Selasa, 14 September 2010

Les Misérables - Victor Hugo

Oke, saya memang menonton filmnya lebih dulu. Tapi justru dari film itulah perkenalan saya dengan literatur klasik legendaris ini. Saya bersyukur pernah menonton film itu. Saya suka filmnya, saya terpaku dengan akting Liam Neeson, Geoffry Rush dan Uma Thurman, tergila-gila oleh logika plotnya. Ketertarikan saya semakin bertambah setelah menonton film serupa berbahasa Prancis yang dibintangi Jean Paul Belmondo. Setelah itu saya bertekad untuk memburu bukunya karena penasaran.


Ternyata bukunya jauh lebih luar biasa. Ada beberapa perbedaan antara buku yang terbit pertama tahun 1862 ini dengan filmnya, justru ini membuat saya apresiatif terhadap keduanya sebagai karya bermutu. Memang, tidak mungkin memasukkan novel setebal 690 halaman (dengan ukuran font yang sangat kecil, konon edisi bahasa Prancisnya bahkan tebal lebih dari 1.500 halaman) ke dalam film berdurasi 2 jam, untuk itu beberapa perubahan memang diperlukan. Dengan membaca bukunya, kita lebih bebas mengapresiasi, tanpa sesak napas terbatasi frame yang selalu menghimpit ketat.

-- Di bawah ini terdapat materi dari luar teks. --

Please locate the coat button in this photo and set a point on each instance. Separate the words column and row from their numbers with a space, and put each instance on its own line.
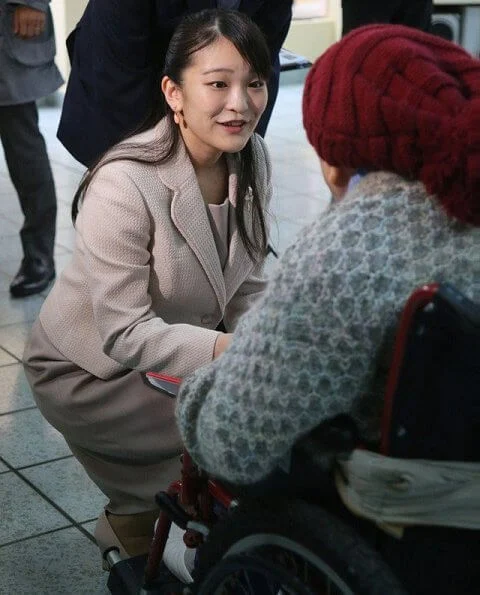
column 207, row 319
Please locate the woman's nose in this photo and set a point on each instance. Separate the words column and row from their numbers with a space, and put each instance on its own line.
column 238, row 100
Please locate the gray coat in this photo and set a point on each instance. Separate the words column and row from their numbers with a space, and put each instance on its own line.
column 27, row 68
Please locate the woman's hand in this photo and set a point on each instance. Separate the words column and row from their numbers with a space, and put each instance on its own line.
column 28, row 22
column 222, row 342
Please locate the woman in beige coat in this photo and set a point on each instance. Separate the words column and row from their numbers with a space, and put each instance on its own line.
column 170, row 243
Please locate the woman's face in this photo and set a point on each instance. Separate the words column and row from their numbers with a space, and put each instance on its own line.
column 220, row 100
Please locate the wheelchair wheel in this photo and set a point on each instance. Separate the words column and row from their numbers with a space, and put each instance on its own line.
column 290, row 548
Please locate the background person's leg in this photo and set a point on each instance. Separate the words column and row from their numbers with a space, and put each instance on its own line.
column 272, row 96
column 29, row 168
column 356, row 14
column 416, row 13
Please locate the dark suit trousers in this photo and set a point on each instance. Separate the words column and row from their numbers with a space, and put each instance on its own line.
column 31, row 175
column 413, row 13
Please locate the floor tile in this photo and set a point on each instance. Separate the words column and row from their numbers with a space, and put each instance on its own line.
column 7, row 227
column 62, row 563
column 24, row 513
column 66, row 237
column 15, row 393
column 5, row 281
column 26, row 438
column 10, row 265
column 283, row 233
column 6, row 359
column 300, row 209
column 66, row 483
column 90, row 526
column 64, row 176
column 14, row 336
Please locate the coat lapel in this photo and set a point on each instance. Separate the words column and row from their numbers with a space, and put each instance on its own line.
column 189, row 215
column 239, row 263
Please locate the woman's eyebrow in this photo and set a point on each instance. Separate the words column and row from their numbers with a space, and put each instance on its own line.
column 220, row 69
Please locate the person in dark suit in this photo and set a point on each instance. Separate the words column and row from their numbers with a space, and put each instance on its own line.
column 117, row 51
column 27, row 73
column 413, row 13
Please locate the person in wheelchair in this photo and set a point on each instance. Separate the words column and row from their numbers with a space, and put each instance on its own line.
column 394, row 115
column 171, row 241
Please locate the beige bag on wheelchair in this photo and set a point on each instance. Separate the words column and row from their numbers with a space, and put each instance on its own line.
column 401, row 492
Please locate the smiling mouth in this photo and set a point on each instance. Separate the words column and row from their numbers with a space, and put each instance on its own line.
column 234, row 124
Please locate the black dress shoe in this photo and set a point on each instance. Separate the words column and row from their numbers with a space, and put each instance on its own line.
column 32, row 277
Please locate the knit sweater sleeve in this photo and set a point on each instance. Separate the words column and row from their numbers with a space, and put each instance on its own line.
column 300, row 356
column 319, row 342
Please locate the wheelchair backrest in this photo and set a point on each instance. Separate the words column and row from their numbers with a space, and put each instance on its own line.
column 432, row 404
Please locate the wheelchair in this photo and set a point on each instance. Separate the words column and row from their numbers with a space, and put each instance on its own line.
column 327, row 526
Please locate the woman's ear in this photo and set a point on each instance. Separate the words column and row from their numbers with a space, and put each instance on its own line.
column 173, row 94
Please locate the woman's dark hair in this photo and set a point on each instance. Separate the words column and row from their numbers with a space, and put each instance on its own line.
column 195, row 32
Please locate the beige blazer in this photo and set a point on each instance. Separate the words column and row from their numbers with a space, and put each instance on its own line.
column 145, row 289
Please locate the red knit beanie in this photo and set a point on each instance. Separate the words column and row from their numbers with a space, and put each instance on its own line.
column 388, row 97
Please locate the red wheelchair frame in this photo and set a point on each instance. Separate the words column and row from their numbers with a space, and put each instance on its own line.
column 190, row 501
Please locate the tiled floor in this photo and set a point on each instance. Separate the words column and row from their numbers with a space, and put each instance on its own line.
column 48, row 505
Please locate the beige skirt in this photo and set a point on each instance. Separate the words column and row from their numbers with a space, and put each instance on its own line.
column 121, row 430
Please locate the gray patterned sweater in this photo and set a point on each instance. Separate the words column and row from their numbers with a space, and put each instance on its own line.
column 318, row 342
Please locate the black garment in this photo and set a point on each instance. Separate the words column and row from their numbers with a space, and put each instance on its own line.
column 31, row 175
column 117, row 51
column 413, row 13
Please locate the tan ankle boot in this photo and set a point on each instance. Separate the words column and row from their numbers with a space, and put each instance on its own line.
column 130, row 533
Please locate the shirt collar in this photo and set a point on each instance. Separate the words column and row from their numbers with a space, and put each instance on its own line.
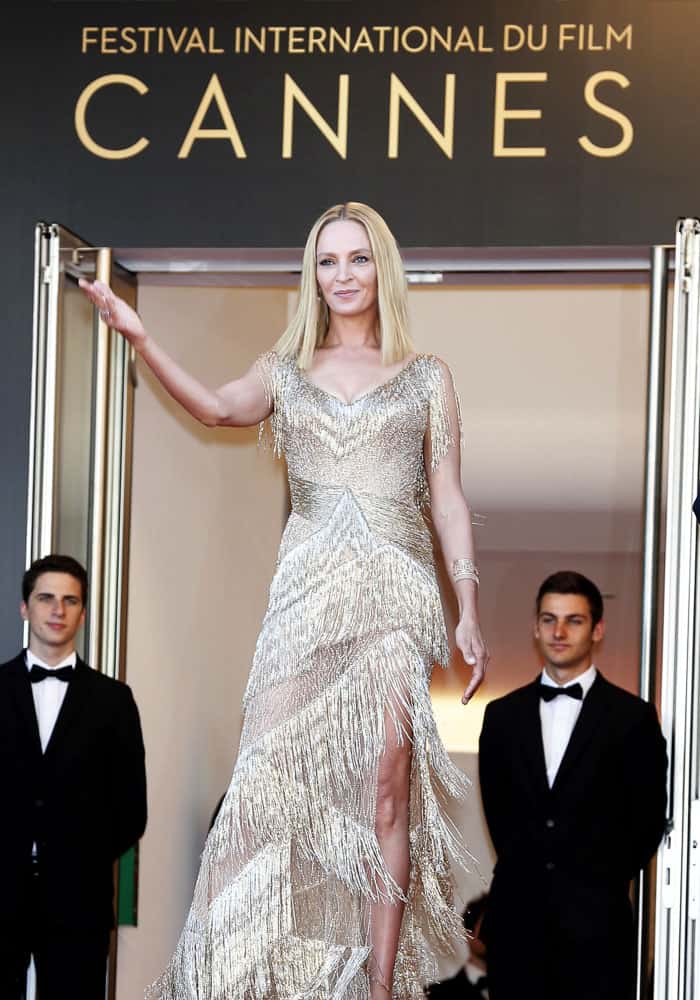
column 585, row 679
column 31, row 658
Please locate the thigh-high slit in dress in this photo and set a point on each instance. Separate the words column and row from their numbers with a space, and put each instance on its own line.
column 354, row 624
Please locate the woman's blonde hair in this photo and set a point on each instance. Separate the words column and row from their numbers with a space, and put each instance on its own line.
column 309, row 325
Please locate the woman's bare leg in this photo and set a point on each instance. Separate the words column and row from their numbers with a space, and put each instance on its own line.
column 391, row 825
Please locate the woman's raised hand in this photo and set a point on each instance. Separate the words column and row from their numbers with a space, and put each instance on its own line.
column 115, row 311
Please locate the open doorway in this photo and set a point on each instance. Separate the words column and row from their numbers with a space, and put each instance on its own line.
column 551, row 367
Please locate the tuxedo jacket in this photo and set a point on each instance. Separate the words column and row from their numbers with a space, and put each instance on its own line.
column 566, row 854
column 458, row 987
column 82, row 801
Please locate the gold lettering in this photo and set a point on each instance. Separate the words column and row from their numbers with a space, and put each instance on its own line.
column 89, row 37
column 607, row 112
column 176, row 41
column 382, row 30
column 513, row 37
column 128, row 44
column 195, row 132
column 363, row 41
column 317, row 39
column 258, row 42
column 296, row 40
column 422, row 38
column 81, row 109
column 444, row 40
column 109, row 42
column 276, row 31
column 590, row 44
column 531, row 44
column 481, row 35
column 465, row 40
column 195, row 41
column 398, row 93
column 212, row 48
column 502, row 114
column 338, row 139
column 337, row 39
column 618, row 38
column 567, row 33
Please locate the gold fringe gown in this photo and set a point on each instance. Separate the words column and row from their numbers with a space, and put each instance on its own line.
column 282, row 903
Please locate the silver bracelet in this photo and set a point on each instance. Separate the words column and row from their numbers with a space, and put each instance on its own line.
column 465, row 569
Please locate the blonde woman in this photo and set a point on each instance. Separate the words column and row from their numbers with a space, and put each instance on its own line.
column 326, row 874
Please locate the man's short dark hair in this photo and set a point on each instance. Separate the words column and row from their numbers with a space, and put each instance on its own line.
column 54, row 564
column 567, row 581
column 474, row 912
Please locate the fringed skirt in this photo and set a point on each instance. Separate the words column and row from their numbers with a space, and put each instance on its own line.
column 282, row 904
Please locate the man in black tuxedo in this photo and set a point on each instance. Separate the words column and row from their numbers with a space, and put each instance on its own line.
column 73, row 793
column 573, row 782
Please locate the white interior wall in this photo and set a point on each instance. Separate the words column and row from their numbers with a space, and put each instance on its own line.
column 207, row 513
column 552, row 383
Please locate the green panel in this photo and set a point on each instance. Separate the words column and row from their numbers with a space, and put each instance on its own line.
column 127, row 894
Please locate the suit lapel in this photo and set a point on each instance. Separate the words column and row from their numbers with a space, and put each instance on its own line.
column 531, row 738
column 21, row 689
column 71, row 709
column 593, row 713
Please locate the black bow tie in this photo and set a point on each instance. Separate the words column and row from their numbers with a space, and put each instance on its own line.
column 38, row 673
column 548, row 692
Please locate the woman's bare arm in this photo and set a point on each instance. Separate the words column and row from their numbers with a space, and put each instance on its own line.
column 239, row 403
column 453, row 525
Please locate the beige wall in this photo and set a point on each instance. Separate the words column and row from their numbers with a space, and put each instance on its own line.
column 552, row 383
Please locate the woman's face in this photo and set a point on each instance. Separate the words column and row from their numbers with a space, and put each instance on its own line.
column 345, row 269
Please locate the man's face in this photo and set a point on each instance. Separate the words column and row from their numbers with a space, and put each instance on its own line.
column 54, row 612
column 565, row 633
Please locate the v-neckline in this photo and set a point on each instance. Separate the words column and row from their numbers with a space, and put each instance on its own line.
column 362, row 395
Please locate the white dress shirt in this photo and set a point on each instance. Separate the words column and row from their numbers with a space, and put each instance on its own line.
column 558, row 718
column 48, row 695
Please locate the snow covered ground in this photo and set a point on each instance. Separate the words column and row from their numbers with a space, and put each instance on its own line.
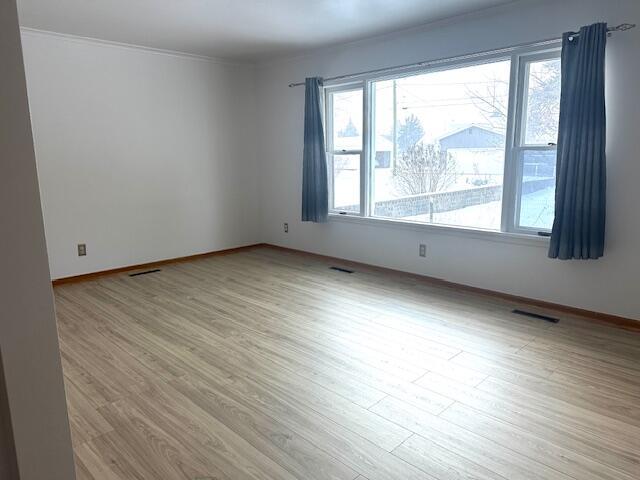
column 536, row 212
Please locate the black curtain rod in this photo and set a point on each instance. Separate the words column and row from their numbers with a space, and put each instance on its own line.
column 620, row 28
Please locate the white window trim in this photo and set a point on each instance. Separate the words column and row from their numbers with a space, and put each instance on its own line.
column 509, row 231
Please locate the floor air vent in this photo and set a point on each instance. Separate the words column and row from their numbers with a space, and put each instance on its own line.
column 340, row 269
column 144, row 273
column 536, row 315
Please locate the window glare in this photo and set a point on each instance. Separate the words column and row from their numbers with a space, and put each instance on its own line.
column 347, row 120
column 543, row 102
column 463, row 146
column 444, row 134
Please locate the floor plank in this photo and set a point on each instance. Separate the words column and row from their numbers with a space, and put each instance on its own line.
column 266, row 364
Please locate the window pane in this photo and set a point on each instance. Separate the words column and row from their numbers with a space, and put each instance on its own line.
column 543, row 102
column 347, row 120
column 439, row 146
column 346, row 183
column 537, row 192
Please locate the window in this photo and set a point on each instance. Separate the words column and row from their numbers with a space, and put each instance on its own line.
column 470, row 145
column 344, row 148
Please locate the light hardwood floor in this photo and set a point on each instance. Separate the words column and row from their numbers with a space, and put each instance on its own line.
column 268, row 365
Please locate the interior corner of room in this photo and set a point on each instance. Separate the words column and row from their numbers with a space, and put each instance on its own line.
column 189, row 189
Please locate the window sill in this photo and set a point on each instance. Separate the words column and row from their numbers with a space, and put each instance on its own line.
column 486, row 235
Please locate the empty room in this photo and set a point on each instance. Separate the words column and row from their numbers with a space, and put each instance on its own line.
column 319, row 240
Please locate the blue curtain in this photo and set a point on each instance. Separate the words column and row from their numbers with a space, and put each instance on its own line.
column 579, row 225
column 315, row 193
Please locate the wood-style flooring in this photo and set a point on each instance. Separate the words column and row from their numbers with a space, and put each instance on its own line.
column 266, row 364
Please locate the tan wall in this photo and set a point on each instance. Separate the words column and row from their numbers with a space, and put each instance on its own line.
column 28, row 335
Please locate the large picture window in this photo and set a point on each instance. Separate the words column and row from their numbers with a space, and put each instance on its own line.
column 467, row 145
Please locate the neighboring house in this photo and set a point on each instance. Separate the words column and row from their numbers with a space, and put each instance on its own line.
column 472, row 136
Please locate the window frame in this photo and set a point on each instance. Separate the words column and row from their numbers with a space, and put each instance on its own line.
column 329, row 91
column 520, row 145
column 520, row 59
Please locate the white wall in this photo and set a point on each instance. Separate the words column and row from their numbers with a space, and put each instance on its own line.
column 607, row 285
column 28, row 337
column 142, row 155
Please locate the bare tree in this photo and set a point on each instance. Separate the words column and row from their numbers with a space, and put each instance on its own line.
column 543, row 101
column 424, row 169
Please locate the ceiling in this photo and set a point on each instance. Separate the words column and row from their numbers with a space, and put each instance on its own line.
column 237, row 29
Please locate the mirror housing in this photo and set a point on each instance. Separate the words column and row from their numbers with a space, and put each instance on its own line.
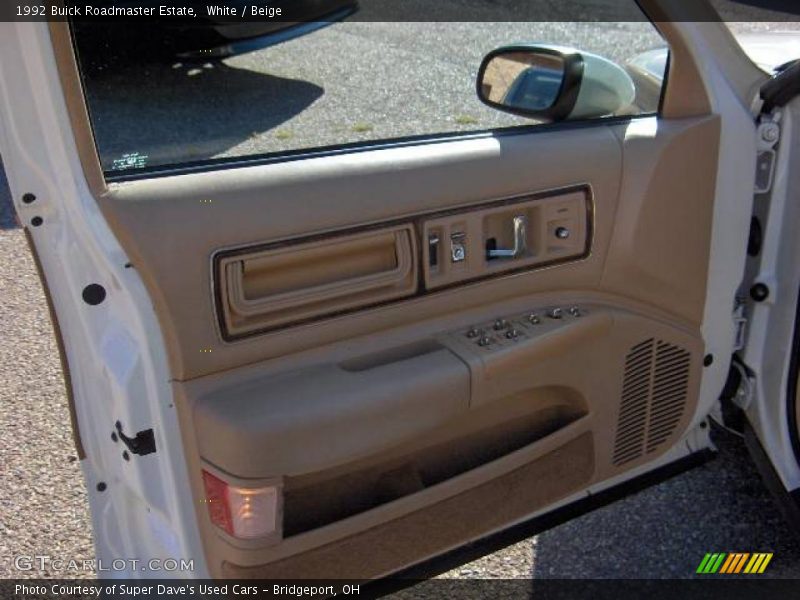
column 554, row 83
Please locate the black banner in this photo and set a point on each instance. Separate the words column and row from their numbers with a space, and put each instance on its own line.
column 733, row 588
column 198, row 12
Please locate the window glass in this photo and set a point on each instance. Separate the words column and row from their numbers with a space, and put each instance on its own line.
column 162, row 97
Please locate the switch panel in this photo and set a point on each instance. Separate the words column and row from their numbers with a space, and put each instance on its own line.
column 505, row 332
column 509, row 235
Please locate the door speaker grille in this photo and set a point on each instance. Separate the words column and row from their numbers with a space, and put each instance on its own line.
column 654, row 390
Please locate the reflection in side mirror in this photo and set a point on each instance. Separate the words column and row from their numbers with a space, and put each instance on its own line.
column 553, row 83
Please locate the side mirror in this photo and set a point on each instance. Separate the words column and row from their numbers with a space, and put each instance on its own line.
column 553, row 83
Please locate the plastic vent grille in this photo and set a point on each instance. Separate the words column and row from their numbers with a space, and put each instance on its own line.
column 654, row 394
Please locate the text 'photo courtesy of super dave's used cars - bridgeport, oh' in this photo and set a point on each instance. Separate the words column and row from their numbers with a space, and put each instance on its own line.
column 352, row 298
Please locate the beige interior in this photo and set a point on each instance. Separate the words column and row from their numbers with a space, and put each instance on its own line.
column 406, row 406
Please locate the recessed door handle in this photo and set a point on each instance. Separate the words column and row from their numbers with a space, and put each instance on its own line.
column 520, row 241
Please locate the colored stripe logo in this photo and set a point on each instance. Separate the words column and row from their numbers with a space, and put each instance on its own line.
column 734, row 563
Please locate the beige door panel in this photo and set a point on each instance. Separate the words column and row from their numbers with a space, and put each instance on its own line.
column 282, row 285
column 629, row 380
column 256, row 206
column 391, row 431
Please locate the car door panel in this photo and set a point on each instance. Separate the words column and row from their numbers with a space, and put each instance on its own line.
column 315, row 346
column 381, row 432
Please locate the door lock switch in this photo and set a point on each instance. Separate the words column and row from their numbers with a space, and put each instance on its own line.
column 458, row 247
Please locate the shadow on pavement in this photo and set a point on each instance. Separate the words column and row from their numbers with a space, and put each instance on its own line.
column 664, row 531
column 166, row 114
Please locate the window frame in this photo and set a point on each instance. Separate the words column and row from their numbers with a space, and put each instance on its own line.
column 62, row 34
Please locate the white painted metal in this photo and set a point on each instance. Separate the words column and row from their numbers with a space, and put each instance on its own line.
column 115, row 350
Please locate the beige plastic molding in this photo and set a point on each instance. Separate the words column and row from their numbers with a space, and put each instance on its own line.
column 279, row 285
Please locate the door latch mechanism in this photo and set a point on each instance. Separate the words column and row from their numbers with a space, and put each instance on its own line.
column 520, row 241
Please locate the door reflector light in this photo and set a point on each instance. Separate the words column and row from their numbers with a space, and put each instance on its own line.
column 244, row 513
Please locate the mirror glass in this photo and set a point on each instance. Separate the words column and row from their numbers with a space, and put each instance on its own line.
column 523, row 80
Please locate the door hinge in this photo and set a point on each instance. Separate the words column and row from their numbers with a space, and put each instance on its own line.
column 740, row 324
column 768, row 135
column 143, row 443
column 746, row 392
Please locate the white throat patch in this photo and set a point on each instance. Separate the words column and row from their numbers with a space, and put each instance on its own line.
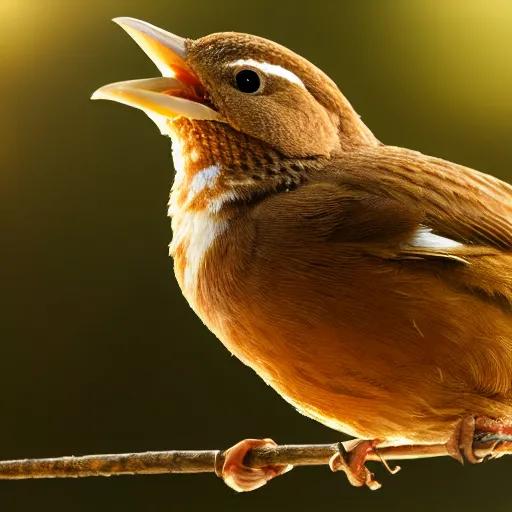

Buku ini adalah magnum opus dari sastra Prancis abad 19. Victor Hugo adalah pengusung romantisme dalam sastra. Dalam romantisme, segalanya begitu agung, begitu emosional. Tak memulu hitam-putih, tapi sangat menjunjung tinggi pencarian kebenaran dan nilai-nilai kebajikan. Juga cinta dan kasih sayang bisa begitu dalam sampai menusuk ke tulang.


Les Miserables berarti orang-orang yang malang atau orang-orang yang mengiba. Oleh karena itu, sepanjang cerita dalam novel ini adalah tentang orang-orang yang tidak beruntung dalam peradaban, orang-orang miskin, orang-orang yang terpinggirkan dalam masyarakat, orang-orang yang bergulat dalam kemiskinan struktural. Tapi dibalut dengan semangat romantisme tadi, kemalangan dan keibaan adalah jalan menuju kejujuran dan kebajikan sejati, meskipun pada akhirnya tetap kalah dan terpinggirkan.


Begitu panjangnya novel ini, konflik di dalamnya adalah konflik yang berlapis-lapis. Seakan tak cukup membuka lapis pertama, kita terus membuka lapis kedua, ketiga, dan selanjutnya. Pelajaran hidup dalam novel ini begitu lengkap, dari luar maupun dari dalam sekali. Membaca novel ini serasa lari marathon 42 kilometer. Tidak terbayang betapa luar biasa stamina Victor Hugo dalam menulis buku ini.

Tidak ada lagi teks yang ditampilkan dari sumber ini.